Spotlight on Municipal Bond Credit Quality


Market Overview

Treasury yields increased sharply in May as some data suggested the economy might be approaching a bottom. Investors grew more comfortable with risk, which reduced their appetite for treasuries. The heavy supply of government borrowing also added to upward pressure on yields. In contrast, municipal yields were almost unchanged for the month reflecting solid demand from investors and the positive impact of the Build America Bond (BAB) program. As noted in last month's newsletter, the Build America Bond program is redirecting a significant portion of new municipal issuance from the tax-exempt market to the taxable market. This has eased supply pressure in tax-exempts, especially in longer maturities. As a result the ratio of taxable and tax-exempt yields has returned to more normal levels.

Spotlight on Municipal Bond Credit Quality

Historical Default Rates Extremely Low

Budget woes faced by state and local governments as they prepare for FY2010 have received extensive press coverage, prompting investor questions on the credit quality of municipal bonds. The strong credit quality of municipal bonds is evidenced by their consistently low historical default rates, in times of economic growth and in recessions. In its 2002 municipal default report and 2006 update covering the period between 1970 and 2006, Moody’s found the cumulative default rates for all investment-grade municipals was .07%, compared to .52% for Aaa-rated corporate bonds alone.

This excellent record of bond repayment rests on the unique nature of municipalities. Municipalities tend to be monopolistic providers of essential services, shielded from competition. Taxing power is legally enforceable by bondholders for repayment of general obligation debt. Municipal operations require ongoing access to capital markets, making debt service a high priority. Municipalities are perpetual in nature, rarely going out of business. These factors will continue to support credit quality through the current downturn.

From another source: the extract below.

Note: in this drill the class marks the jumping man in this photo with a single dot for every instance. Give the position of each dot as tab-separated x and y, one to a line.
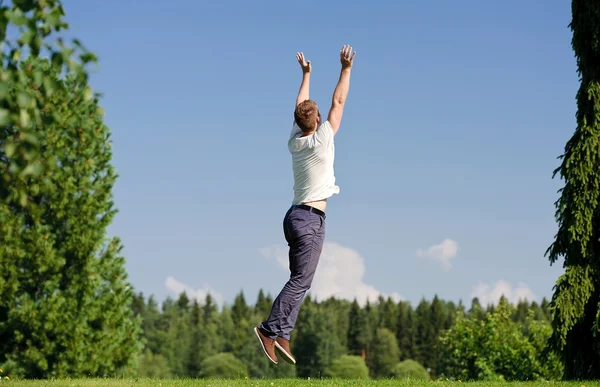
312	147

Tough Fiscal Challenges at State and Local Levels

Overall Municipal Debt Burden Remains Manageable

Without question state and local governments face extreme budgetary imbalances going into the 2010 fiscal year. Thirty-eight states are experiencing revenue shortfalls from original projections. Sales, personal income and corporate income taxes through first quarter 2009 were 6.1% lower than last year. At the same time, greater demand for social services has driven increased expenditures. Year-end fund balances, after peaking in FY2006 at $69 billion or 11.5% of expenditures, are projected to be 5.5% of expenditures at the close of FY2009. Similar challenges exist at the local level where property tax collections have decreased or failed to keep pace with expenditures. State and local governments face tough choices to balance FY2010 budgets as mandated by law in virtually every state.

However, tough fiscal challenges do not imply default. Breckinridge remains confident in the ability and willingness of the vast majority of municipalities to make timely debt service. State and local debt levels remain manageable. Municipal debt as a % of GDP has held steady for 40 years even as corporate and household debt grew dramatically. Borrowing restraint is due largely to state constitutional restrictions on municipal debt and federal restrictions on tax-exempt subsidies. Additionally, debt service currently accounts for 7-8% of municipal expenditures for high-grade bonds and is given priority to preserve access to capital markets. With manageable debt levels and prioritized debt service, we believe credit quality remains strong for most municipalities.

A Closer Look at California

Debt Service Carries High Constitutional Priority

California faces a well publicized $24 billion budget deficit spanning its 2009 and 2010 fiscal years. In a May 19 referendum, voters rejected five budget-related propositions, which in part would have authorized bond issues to shrink the deficit. Over the long term, this type of voter-imposed budget discipline protects creditors. In the short term, difficult budget decisions lie ahead, and rating trend actions and downgrades are not out of the question.

We believe, however, that principal and interest payments are not in jeopardy. Debt service in California carries a very high constitutional priority – second only to K-12 education expenditures. Debt service is a moderate 5.4% of FY2009 expenditures. While the overall debt load is slightly above the median for all states, it is still a manageable 4.5% of personal income.

Credit Surveillance

On an ongoing basis, we analyze the economic stability, debt burden and underlying monopolistic qualities of municipalities. Our review process is an important part of our decision to sell bonds that no longer meet our credit parameters. Bond sales this year include a number of smaller private universities, and bonds backed by sales tax receipts and tax allocation deals. Breckinridge remains committed to fundamental credit analysis, opportunistic trading and above all, preservation of capital.